A particular silence

You can describe a system as healthy in two very different ways. One is positive — a chain of evidence that things are doing what they should. The other is negative — an absence of evidence that anything is wrong. Most teams I’ve worked with optimize ruthlessly for the second and call it the first.

The trouble is that absence is easy to manufacture. A page that didn’t fire could mean nothing went wrong, or it could mean the path between the wrongness and the page is broken. From inside the on-call rotation those two states feel identical. Outside, of course, only one of them lasts.

The most dangerous on-call shifts I’ve ever had are the ones where nothing happens for too long.

Three patterns I watch

1. The drift in cardinality

Healthy metrics pipelines tend to grow in cardinality slowly and lumpily — you ship a new feature, it adds a label, a thousand series appear, things stabilize. Unhealthy ones grow smoothly. A perfectly straight line of new series, day over day, almost always means a relabel rule has gone soft and is generating noise that someone, somewhere, is paying for.

The probe is trivial: a recording rule that counts unique series per metric name, plotted as a daily delta. The interesting cell isn’t “high” — it’s “stable.” Anything growing exactly the same amount every day is a bug pretending to be a trend.
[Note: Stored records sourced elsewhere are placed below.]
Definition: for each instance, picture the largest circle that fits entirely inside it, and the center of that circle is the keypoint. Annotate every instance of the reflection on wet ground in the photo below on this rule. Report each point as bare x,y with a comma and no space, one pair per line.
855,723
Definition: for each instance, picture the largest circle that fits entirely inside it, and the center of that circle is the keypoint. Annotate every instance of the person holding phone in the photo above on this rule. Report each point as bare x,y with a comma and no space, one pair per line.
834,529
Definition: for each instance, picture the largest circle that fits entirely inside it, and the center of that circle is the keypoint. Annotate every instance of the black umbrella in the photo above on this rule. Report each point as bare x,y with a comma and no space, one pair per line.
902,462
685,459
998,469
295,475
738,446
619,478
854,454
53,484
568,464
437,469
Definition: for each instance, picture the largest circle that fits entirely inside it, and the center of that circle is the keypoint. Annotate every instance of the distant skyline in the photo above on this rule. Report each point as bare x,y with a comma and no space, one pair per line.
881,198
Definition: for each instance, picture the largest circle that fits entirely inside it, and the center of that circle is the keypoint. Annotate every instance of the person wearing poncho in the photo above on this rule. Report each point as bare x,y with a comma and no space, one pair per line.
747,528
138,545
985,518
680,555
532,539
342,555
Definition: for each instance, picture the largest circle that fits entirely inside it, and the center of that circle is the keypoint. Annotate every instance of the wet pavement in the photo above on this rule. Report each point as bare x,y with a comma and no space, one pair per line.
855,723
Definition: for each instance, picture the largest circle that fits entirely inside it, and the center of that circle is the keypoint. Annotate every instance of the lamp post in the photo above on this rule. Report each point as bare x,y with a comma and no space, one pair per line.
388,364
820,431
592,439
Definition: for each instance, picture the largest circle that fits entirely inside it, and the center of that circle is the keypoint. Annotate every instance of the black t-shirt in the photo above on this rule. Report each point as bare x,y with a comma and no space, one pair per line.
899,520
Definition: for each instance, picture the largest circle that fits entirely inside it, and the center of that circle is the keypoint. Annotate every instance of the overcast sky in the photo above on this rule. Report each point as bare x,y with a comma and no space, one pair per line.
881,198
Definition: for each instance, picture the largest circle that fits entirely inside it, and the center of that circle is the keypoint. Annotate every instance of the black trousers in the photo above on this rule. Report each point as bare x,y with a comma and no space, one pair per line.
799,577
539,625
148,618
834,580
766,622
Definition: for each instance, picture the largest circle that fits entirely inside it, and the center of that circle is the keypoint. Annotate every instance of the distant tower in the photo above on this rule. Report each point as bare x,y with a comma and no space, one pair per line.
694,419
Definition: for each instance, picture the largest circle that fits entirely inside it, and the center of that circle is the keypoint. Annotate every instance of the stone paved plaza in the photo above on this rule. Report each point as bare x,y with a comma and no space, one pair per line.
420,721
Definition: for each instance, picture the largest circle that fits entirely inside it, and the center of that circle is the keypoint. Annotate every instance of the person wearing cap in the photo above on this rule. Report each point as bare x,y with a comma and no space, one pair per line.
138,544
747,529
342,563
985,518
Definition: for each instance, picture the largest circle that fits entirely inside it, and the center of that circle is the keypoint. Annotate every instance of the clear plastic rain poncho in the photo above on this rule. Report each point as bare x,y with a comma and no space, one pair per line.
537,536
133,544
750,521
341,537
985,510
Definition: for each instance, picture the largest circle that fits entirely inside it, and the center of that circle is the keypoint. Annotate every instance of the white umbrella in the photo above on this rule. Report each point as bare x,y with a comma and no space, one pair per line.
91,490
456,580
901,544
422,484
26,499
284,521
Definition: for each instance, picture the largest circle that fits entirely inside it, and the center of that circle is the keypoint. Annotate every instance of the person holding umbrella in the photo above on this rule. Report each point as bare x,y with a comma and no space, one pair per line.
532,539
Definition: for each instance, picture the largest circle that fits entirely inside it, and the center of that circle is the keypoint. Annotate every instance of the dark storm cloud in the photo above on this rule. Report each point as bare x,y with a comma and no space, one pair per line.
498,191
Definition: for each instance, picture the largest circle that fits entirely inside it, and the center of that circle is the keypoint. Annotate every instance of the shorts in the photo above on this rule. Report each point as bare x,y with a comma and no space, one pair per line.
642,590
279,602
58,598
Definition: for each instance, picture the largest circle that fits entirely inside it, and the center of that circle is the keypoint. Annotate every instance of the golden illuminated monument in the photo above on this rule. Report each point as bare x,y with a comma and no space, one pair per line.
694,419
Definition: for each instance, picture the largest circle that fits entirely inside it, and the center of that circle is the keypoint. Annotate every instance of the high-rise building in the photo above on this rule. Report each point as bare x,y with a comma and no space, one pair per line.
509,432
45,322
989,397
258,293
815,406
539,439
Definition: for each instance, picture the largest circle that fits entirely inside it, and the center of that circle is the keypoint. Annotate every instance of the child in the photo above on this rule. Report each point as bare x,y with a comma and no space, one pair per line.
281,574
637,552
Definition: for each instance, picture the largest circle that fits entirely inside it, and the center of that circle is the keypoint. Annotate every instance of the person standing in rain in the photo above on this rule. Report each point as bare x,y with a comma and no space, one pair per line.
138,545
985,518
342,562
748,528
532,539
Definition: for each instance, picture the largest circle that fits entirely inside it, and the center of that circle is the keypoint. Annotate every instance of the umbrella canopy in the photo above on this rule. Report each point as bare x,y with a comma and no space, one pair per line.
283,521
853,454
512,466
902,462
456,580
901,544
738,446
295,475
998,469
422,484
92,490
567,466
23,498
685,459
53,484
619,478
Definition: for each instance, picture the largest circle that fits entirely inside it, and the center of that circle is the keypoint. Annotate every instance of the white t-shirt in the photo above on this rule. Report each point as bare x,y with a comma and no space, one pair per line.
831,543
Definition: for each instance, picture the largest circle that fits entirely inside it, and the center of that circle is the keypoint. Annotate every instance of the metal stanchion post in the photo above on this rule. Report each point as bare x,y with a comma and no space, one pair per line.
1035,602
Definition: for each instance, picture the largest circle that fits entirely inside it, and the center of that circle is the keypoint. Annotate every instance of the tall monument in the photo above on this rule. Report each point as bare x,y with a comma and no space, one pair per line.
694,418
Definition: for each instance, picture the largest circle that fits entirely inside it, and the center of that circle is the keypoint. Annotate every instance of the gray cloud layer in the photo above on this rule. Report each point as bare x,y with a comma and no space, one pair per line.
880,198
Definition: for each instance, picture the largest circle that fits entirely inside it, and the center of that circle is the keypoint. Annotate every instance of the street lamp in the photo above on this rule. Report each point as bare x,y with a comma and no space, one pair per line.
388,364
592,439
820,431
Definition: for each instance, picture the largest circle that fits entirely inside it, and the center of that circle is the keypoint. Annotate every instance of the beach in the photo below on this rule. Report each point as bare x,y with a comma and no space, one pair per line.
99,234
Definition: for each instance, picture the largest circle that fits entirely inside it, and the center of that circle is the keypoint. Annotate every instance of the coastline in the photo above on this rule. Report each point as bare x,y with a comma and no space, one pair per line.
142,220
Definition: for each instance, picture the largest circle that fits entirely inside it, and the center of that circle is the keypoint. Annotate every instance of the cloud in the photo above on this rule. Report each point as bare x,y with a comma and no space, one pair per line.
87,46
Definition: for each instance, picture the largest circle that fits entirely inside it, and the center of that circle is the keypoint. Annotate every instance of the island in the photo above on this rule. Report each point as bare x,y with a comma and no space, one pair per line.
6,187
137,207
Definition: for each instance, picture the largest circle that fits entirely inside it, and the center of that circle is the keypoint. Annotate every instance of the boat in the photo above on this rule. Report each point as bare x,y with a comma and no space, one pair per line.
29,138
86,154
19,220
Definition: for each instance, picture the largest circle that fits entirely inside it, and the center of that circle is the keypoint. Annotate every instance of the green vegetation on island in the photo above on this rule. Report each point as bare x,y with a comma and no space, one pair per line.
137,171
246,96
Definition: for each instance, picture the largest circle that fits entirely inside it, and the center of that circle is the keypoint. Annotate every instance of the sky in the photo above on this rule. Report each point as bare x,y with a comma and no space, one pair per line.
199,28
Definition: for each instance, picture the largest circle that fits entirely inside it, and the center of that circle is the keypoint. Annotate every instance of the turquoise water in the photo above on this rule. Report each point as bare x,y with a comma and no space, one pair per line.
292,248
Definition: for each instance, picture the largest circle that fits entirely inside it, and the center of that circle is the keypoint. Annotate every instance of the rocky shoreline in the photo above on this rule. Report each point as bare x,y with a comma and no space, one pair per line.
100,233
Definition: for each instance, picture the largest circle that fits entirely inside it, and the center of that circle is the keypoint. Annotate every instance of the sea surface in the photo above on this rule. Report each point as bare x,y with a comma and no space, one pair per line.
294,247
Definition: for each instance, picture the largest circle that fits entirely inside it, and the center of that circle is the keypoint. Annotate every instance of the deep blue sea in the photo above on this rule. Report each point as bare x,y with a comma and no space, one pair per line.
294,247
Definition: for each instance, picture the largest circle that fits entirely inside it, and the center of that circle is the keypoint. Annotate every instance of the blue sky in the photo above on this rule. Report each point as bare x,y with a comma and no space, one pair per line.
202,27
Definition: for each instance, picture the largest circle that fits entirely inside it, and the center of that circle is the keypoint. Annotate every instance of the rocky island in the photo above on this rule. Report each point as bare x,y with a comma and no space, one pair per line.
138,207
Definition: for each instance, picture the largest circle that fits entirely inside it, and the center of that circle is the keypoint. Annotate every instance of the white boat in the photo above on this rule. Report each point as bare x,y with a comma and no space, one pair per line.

2. The deploy that didn’t change anything

I have a soft rule: a deploy that doesn’t move at least one production graph is a deploy I should be suspicious of. Even tiny changes — a logging level, a renamed binary — should ripple somewhere. When they don’t, the cause is usually one of three things, none of them good:

the change didn’t actually land where you think it did;
the surface you’re watching has gone numb;
the thing you changed has been bypassed for so long no one noticed.

A simple check — diff a small bouquet of post-deploy graphs against the pre-deploy ten-minute window — has caught all three for me, usually within a quarter of trying.

A deploy that doesn’t move at least one graph is a deploy I should be suspicious of.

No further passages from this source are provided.